FPGA AI Suite: SoC Design Example User Guide

ID 768979
Date 12/16/2024
Public
Document Table of Contents

8. Streaming-to-Memory (S2M) Streaming Demonstration

A typical use case of the FPGA AI Suite IP is to run inferences on live input data. For instance, live data can come from a video source such as an HDMI IP core and stream to the FPGA AI Suite IP to perform image classification on each frame.

For simplicity, the S2M demonstration only simulates a live video source. The streaming demonstration consists of the following applications that run on the target SoC device:
  • streaming_inference_app

    This application loads and runs a network and captures the results.

  • image_streaming_app

    This application loads bitmap files from a folder on the SD card and continuously sends the images to the EMIF, simulating a running video source

The images are passed through a layout transform IP that maps the incoming images from their frame buffer encoding to the layout required by the FPGA AI Suite IP.

There is a module called the stream controller that runs on a Nios® V microcontroller that controls the scheduling of the source images to the FPGA AI Suite IP.

The streaming_inference_app application creates OpenVINO™ inference requests. Each inference request is allocated memory on the EMIF for input and output buffers. This information is sent to the stream controller when the inference requests are submitted for asynchronous execution.

In its running state, the stream controller waits for input buffers to arrive from the image_streaming_app application. When the buffer arrives, the stream controller programs the FPGA AI Suite IP with the details of the received input buffer, which triggers the FPGA AI Suite IP to run an inference.

When an inference is complete, a completion count register is incremented within the FPGA AI Suite IP CSRs. This counter is monitored by the currently executing inference request in the streaming_inference_app application, and is marked as complete when the increment is detected. The output buffer is then fetched from the EMIF and the FPGA AI Suite IP portion of the inference is now complete.

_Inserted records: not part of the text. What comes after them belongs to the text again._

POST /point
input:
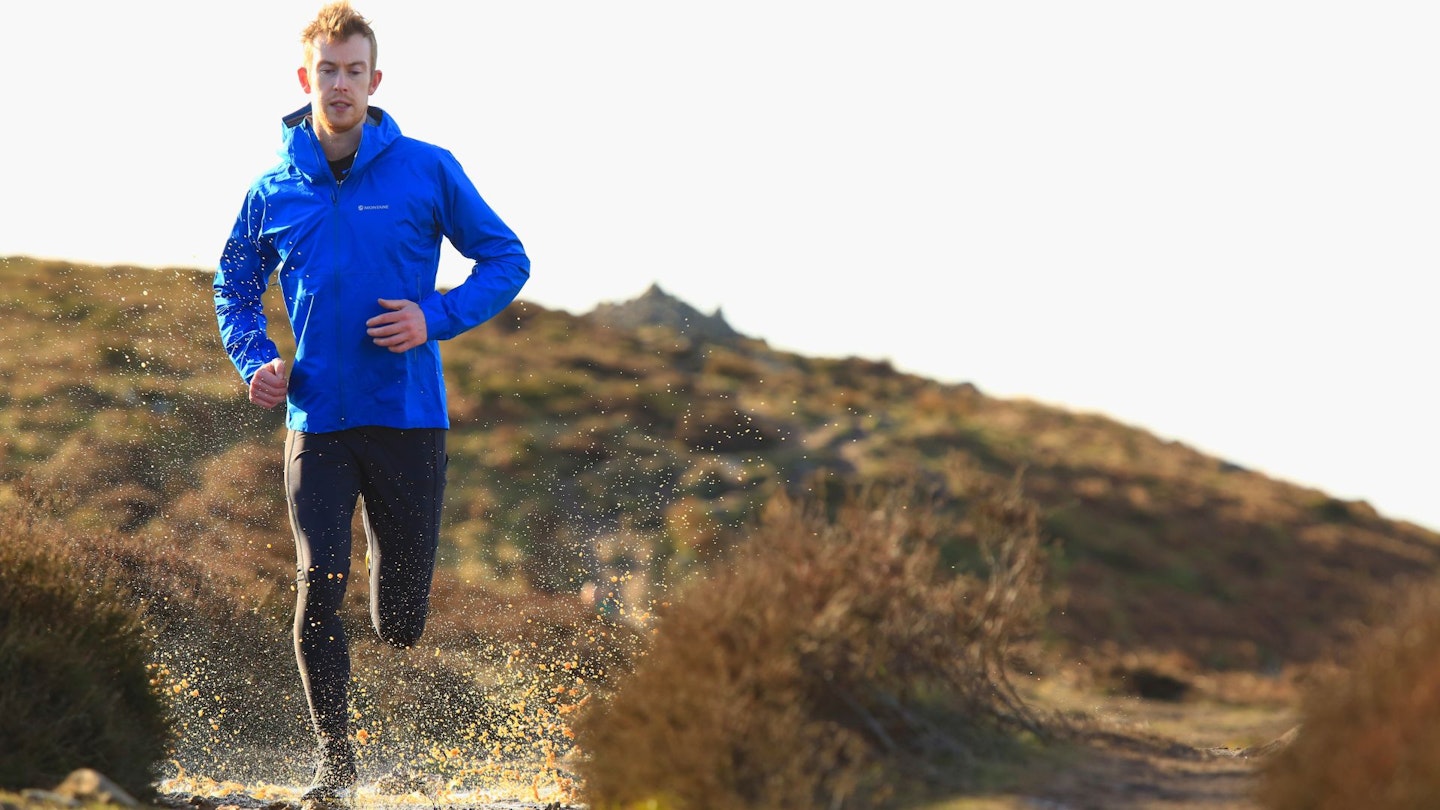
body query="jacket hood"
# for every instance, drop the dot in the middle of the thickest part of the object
(300, 146)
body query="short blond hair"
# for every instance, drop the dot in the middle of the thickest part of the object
(337, 22)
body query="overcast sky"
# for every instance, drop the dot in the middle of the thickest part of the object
(1214, 221)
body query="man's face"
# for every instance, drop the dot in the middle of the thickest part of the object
(339, 79)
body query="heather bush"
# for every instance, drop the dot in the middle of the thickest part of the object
(1371, 728)
(828, 657)
(74, 683)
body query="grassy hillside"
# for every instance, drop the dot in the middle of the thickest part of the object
(583, 453)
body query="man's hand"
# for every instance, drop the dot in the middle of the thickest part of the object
(399, 329)
(268, 385)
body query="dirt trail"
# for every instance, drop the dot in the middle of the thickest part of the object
(1135, 754)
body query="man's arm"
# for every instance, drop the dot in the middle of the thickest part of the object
(501, 265)
(239, 284)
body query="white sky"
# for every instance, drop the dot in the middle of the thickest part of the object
(1216, 221)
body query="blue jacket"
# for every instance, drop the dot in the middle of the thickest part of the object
(339, 248)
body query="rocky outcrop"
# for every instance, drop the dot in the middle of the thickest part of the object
(657, 307)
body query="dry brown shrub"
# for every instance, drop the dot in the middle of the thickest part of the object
(1371, 728)
(831, 657)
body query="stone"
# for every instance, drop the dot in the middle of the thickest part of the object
(88, 786)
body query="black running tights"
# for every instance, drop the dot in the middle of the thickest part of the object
(398, 476)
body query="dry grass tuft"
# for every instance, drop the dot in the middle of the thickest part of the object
(834, 655)
(1371, 731)
(74, 665)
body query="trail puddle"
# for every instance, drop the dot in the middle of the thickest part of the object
(506, 787)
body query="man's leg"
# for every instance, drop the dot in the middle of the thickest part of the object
(403, 490)
(321, 484)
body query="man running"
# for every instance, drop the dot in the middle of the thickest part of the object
(352, 219)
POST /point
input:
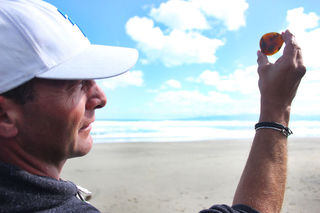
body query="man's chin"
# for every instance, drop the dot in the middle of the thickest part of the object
(82, 147)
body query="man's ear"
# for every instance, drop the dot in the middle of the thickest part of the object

Depending on the model used, there might be further processing of the output by the OpenVINO™ HETERO plugin and OpenVINO™ Arm* CPU plugin. After the complete network has finished processing, a callback is made to the application to indicate the inference is complete.

The application performs some post processing on the buffer to generate the results and then resubmits the same inference request back to OpenVINO, which lets the stream controller use the same input/output memory block again.